The Baffler magazine, America’s leading voice of interesting and unexpected left-wing political criticism since 1988, has appointed Matthew Shen Goodman as its new editor in chief.

Shen Goodman comes to The Baffler from Triple Canopy, where he served as senior editor for the online publication, and advanced its forward-thinking mission, which embraces digital works of art and literature, public conversations, exhibitions, and books to augment the traditional role of a magazine.

His fiction and nonfiction—which includes texts on film, literature, politics, and the visual arts—has appeared in print and online in The Paris Review, n+1, Art in America, Frieze, and, of course, The Baffler, among other publications.

“To those in the New York literary community, and the visual art scene, Matthew needs no introduction,” Baffler Publisher Noah McCormack said. “I’m thrilled to have him sitting at the top of the diverse network of staffers and freelancers that together generate one of the most important left-wing publications in the English-speaking world.”

Shen Goodman’s previous contributions to The Baffler include long-form essays on Jay Caspian Kang’s The Loneliest Americans, Andrew Yang’s New York City mayoral campaign, and the contemporary state of China-U.S. geopolitics.

In his role as editor in chief, Shen Goodman will conceive of and execute the editorial program for all print and digital content at the magazine, including six yearly print issues and daily web posts that seek to elevate the online discourse. He is responsible for maintaining the publication’s unique editorial voice, while continuing its vital program of expansion, finding new voices to publish alongside mainstays like George Scialabba, Ajay Singh Chaudhary, Jessa Crispin, and Sarah Jaffe.

“Readers of The Baffler have a wide array of interests and a razor-sharp sensibility. They demand pieces that challenge them,” Goodman said. “Editing The Baffler isn’t just an honor, it’s an opportunity to work with an all-star team of writers and editors, to help them produce essays and articles that will endure the scrutiny of a sophisticated audience, and the test of time.”

While Shen Goodman is best known for his periodical writing, he recently signed a two-book deal with Astra Publishing House. Lording, a polyphonic novel in the style of James Ellroy, will expands on a story originally published in The Paris Review and explore the ongoing, intertwined crises of housing, H.I.V., and addiction in America, following social workers and tenants of a short-staffed Brooklyn housing facility.

The second book, American Accomplice, blends reporting, criticism, and history in search of the roots of a radical and right-wing Asian American movement. It was shortlisted for a Creative Capital grant in 2022.

The Baffler was founded in Charlottesville, Virginia in 1988 by Thomas Frank and Keith White, under the tagline “The journal that blunts the cutting edge,” and another unofficial slogan: “Your lifestyle sucks.”
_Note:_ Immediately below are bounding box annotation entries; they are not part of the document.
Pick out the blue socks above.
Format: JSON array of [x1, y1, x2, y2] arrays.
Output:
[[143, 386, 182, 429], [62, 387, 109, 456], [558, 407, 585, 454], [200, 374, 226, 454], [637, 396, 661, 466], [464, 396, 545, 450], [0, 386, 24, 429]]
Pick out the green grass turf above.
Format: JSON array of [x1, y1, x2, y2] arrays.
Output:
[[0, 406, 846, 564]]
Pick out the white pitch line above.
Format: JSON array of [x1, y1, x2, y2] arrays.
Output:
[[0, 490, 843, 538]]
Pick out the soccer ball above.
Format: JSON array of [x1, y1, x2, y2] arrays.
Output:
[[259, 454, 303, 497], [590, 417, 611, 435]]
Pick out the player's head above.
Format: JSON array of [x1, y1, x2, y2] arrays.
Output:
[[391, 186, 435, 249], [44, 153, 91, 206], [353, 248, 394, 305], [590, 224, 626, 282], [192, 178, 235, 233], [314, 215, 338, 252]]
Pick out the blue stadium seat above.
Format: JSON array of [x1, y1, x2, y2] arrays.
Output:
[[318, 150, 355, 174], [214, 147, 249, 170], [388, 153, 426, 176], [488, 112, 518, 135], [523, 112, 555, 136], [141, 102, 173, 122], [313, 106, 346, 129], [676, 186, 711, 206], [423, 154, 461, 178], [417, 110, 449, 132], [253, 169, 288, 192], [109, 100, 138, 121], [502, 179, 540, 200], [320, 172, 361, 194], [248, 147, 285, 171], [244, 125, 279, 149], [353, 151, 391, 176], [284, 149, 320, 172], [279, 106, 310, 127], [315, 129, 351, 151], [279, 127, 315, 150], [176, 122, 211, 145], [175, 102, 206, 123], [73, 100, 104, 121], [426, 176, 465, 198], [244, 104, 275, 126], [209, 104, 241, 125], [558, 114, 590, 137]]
Since then the magazine moved its headquarters to Chicago and Cambridge, Massachusetts, and has brought together writers, activists, poets, and musicians to interpret culture and politics against the grain. “The magazine pioneered a distinctive brand of analysis—hip to pop culture, but skeptical of its claims of political subversiveness—and inspired a later generation of upstart journals like n+1 and Jacobin,” The New York Times stated in 2014, when The Baffler’s archives were digitized.